Roket SpaceX Starship milik Elon Musk meledak di luar angkasa beberapa menit setelah diluncurkan pada Kamis (16/1/2025). Insiden itu membuat SpaceX Starship hancur berkeping-keping dan serpihannya meluncur disertai bola api bak meteor.
Menurut laporan Reuters, kontrol misi SpaceX kehilangan kontak dengan Starship terbaru, yang membawa muatan uji pertamanya berupa satelit tiruan tanpa awak, sekitar 8 menit setelah lepas landas dari fasilitas roket Texas, Amerika Serikat, pukul 5:38 sore waktu setempat.
Video yang direkam oleh Reuters menunjukkan bola-bola cahaya oranye meluncur di langit di atas ibu kota Haiti, Port-au-Prince, serta meninggalkan jejak asap di belakangnya.
Serpihan roket SpaceX Starship itu juga terlihat melesat di langit Kepulauan Turks dan Caicos. Marcus Haworth, yang menyaksikan langsung bagaimana serpihan itu melesat bak meteor, merekamnya dan membagikan videonya di media sosial.
Meledaknya roket Elon Musk ini turut berdampak pada aktivitas penerbangan di sekitar Teluk Meksiko.

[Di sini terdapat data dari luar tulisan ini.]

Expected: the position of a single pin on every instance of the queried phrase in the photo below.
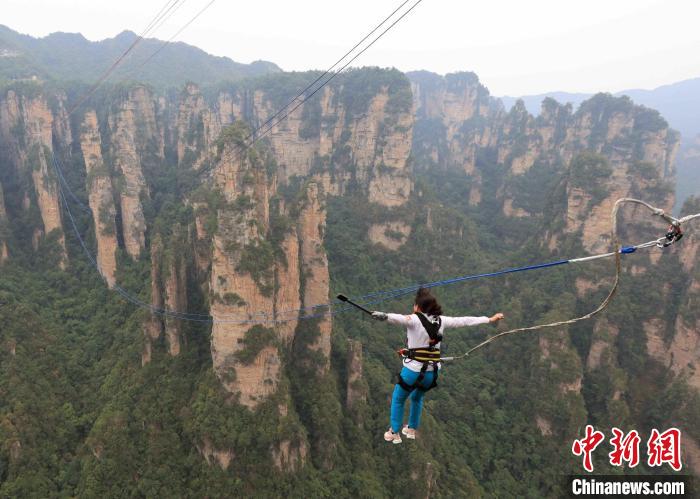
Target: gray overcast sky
(515, 46)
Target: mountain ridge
(71, 56)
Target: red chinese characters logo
(665, 448)
(587, 445)
(661, 448)
(625, 448)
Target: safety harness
(426, 355)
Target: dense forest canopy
(380, 181)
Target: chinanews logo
(661, 448)
(625, 449)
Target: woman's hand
(496, 317)
(379, 316)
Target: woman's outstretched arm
(395, 319)
(452, 322)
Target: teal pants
(398, 400)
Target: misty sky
(516, 47)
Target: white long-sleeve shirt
(417, 336)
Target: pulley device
(431, 355)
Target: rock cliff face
(134, 134)
(101, 197)
(356, 385)
(314, 264)
(635, 148)
(4, 230)
(242, 281)
(153, 326)
(584, 160)
(26, 130)
(175, 289)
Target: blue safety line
(262, 317)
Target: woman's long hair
(427, 303)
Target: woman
(424, 331)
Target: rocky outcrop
(101, 197)
(213, 455)
(168, 292)
(175, 289)
(356, 385)
(153, 327)
(4, 229)
(391, 235)
(241, 285)
(134, 136)
(314, 263)
(198, 126)
(26, 130)
(289, 457)
(636, 146)
(288, 295)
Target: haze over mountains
(70, 56)
(380, 180)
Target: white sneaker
(390, 436)
(409, 432)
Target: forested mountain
(678, 103)
(71, 57)
(379, 181)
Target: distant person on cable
(424, 330)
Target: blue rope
(298, 314)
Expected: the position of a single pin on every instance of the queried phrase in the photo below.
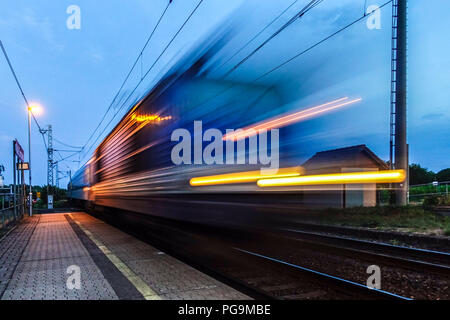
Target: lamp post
(37, 109)
(30, 110)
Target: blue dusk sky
(75, 74)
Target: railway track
(257, 275)
(428, 261)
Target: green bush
(431, 201)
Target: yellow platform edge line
(139, 284)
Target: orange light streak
(290, 118)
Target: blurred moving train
(132, 168)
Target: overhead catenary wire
(67, 145)
(320, 42)
(233, 84)
(21, 91)
(301, 13)
(145, 75)
(129, 73)
(257, 35)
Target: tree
(443, 175)
(419, 175)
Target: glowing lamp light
(243, 177)
(388, 176)
(150, 118)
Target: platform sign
(24, 166)
(18, 150)
(50, 201)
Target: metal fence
(421, 191)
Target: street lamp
(32, 109)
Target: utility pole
(398, 141)
(50, 164)
(57, 174)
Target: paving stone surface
(35, 257)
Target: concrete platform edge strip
(121, 278)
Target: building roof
(351, 157)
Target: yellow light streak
(388, 176)
(289, 119)
(243, 177)
(150, 118)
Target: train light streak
(150, 118)
(388, 176)
(243, 177)
(289, 119)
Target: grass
(409, 219)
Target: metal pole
(14, 176)
(29, 163)
(401, 149)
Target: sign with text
(50, 201)
(18, 150)
(23, 166)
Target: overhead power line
(21, 91)
(233, 84)
(319, 42)
(145, 75)
(257, 35)
(300, 14)
(67, 145)
(129, 73)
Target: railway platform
(74, 256)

Situs pelacakan penerbangan FlightRadar24 melaporkan, puluhan penerbangan komersial terpaksa dialihkan ke bandara lain atau mengubah rute perjalanan untuk menghindari potensi jatuhnya serpihan. Selain itu, keberangkatan dari bandara di Miami dan Fort Lauderdale, Florida, juga ditunda sekitar 45 menit.
CEO SpaceX, Elon Musk pun memberikan komentar terkait meledaknya roket SpaceX Starship dan serpihannya yang meluncur bak meteor. Dalam akun X miliknya, Elon Musk mengungkapkan, "Keberhasilan itu tidak pasti, tetapi hiburan terjamin!"